US Eases Some Iran Oil Sanctions as Gas Prices Climb

The United States has taken the unusual step of easing sanctions on part of Iran oil exports as it tries to reduce the impact of the war on global energy markets. Treasury Secretary Scott Bessent announced a limited, short-term authorization allowing the sale of Iranian crude and petroleum products already loaded on ships. The measure is designed to bring more supply into the market at a time when oil prices have jumped sharply.

According to the Treasury Department, the authorization applies only to Iranian oil already at sea and will remain in effect until April 19. Bessent said the step could quickly add around 140 million barrels to world markets, offering some relief as governments and traders deal with supply disruption linked to the war.

A Major Policy Shift With Unclear Results

The decision represents a striking break from Washington’s long-running sanctions policy toward Tehran. For years, US restrictions were meant to cut off Iran’s oil income and limit its access to global markets. Now, with fuel prices climbing and shipping routes under pressure, the administration is trying to use those same barrels to ease the market squeeze.

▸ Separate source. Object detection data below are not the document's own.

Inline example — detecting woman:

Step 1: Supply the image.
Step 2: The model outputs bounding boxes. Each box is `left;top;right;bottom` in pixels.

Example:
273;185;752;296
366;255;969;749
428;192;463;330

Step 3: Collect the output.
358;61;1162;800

Even so, the effectiveness of the move remains uncertain. Energy analysts have warned that the waiver is unlikely to dramatically reduce prices on its own, especially while the Strait of Hormuz remains severely disrupted. Reuters reported that some experts see the decision as a sign that Washington is running out of economic tools to control prices during the conflict.

Questions Over Who Benefits

Before the war, much of Iran’s sanctioned oil was sold at a discount, with independent Chinese refiners among the main buyers. Bessent has argued that allowing the stranded cargoes to reach a broader market could redirect supply to countries needing oil while reducing China’s advantage from discounted Iranian barrels.

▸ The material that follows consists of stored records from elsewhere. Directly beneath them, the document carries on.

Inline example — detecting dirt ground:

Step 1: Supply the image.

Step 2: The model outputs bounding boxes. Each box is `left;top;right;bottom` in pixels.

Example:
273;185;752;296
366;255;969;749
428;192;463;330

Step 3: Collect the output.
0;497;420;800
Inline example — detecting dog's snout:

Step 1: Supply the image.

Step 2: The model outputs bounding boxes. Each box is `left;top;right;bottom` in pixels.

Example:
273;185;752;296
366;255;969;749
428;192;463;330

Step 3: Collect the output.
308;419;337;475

But major questions remain about where the money from those sales will ultimately go. Reuters reported that Bessent said Iran would have difficulty accessing the revenue because the US would maintain pressure on Tehran’s financial system. Still, outside experts have warned that in practice it may be difficult to fully prevent proceeds from benefiting the Iranian state.

That concern has fueled criticism of the policy. Opponents argue that easing oil restrictions during wartime could end up helping the same government Washington is trying to weaken. Supporters, on the other hand, say the release of stranded cargoes is a temporary emergency step aimed at stabilizing prices rather than rebuilding Iran’s energy trade.

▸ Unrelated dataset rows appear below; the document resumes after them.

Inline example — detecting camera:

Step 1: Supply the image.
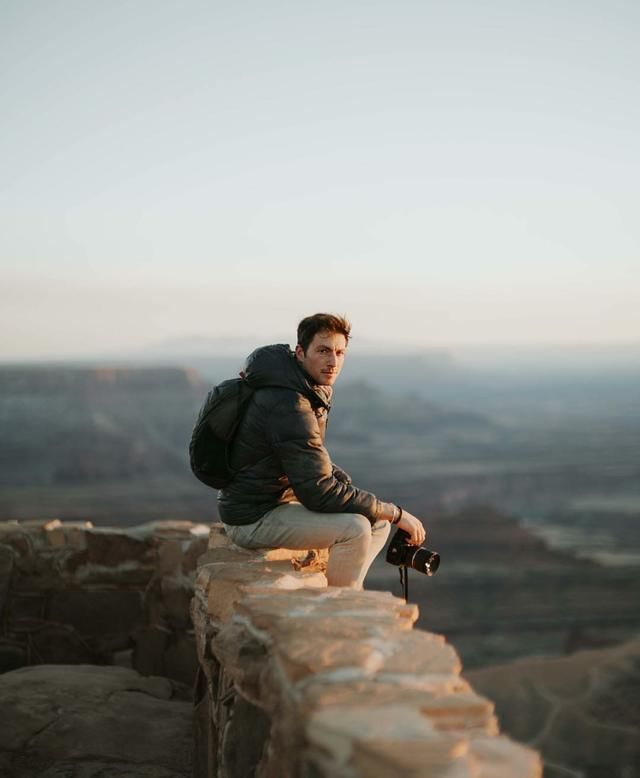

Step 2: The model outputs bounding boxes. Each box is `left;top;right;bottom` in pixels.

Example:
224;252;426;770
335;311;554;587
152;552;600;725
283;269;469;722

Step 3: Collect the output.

US Eases Some Iran Oil Sanctions as Gas Prices Climb

Supply Shock Adds Pressure

The oil market has been shaken by the broader conflict. Reuters reported that prices have climbed about 50% since the US and Israel launched attacks on Iran on February 28, 2026. At the same time, energy infrastructure in Iran and neighboring Gulf states has come under pressure, while the Strait of Hormuz — a key route for a large share of the world’s oil and liquefied natural gas — has been effectively closed by Iranian actions.

Because of that disruption, the White House has been searching for additional supply from several directions. Besides the Iran waiver, the administration has also released oil from the Strategic Petroleum Reserve. Reuters reported on March 20 that the US lent 45.2 million barrels from the reserve in an initial batch, part of a wider effort to exchange up to 172 million barrels this year and next.

Washington also recently eased some restrictions tied to Russian oil and temporarily adjusted shipping rules to help move more fuel. Taken together, these actions show how urgently the administration is trying to limit the economic fallout from rising energy costs.

Relief May Be Limited

Despite the new waiver, analysts caution that the real market impact may be modest. Extra barrels already floating at sea can help for a short period, but they may not be enough to offset a major supply shortfall if regional shipping remains blocked or damaged for longer. Reuters noted that the administration itself sees the added oil as a way to help for only around 10 to 14 days.

That means the temporary authorization could buy time, but not solve the deeper supply problem. As long as war risks continue to disrupt transport and production, markets are likely to remain tense and fuel costs may stay elevated.

A Risky Balancing Act

The US is now trying to balance two competing goals: keeping pressure on Iran while preventing a full energy shock from harming consumers and businesses. The decision to temporarily loosen sanctions on oil already at sea reflects that difficult trade-off.

For now, the move may provide a limited boost to supply and a short-term signal to markets. But with war still affecting shipping, oil flows, and regional infrastructure, the broader outlook remains uncertain.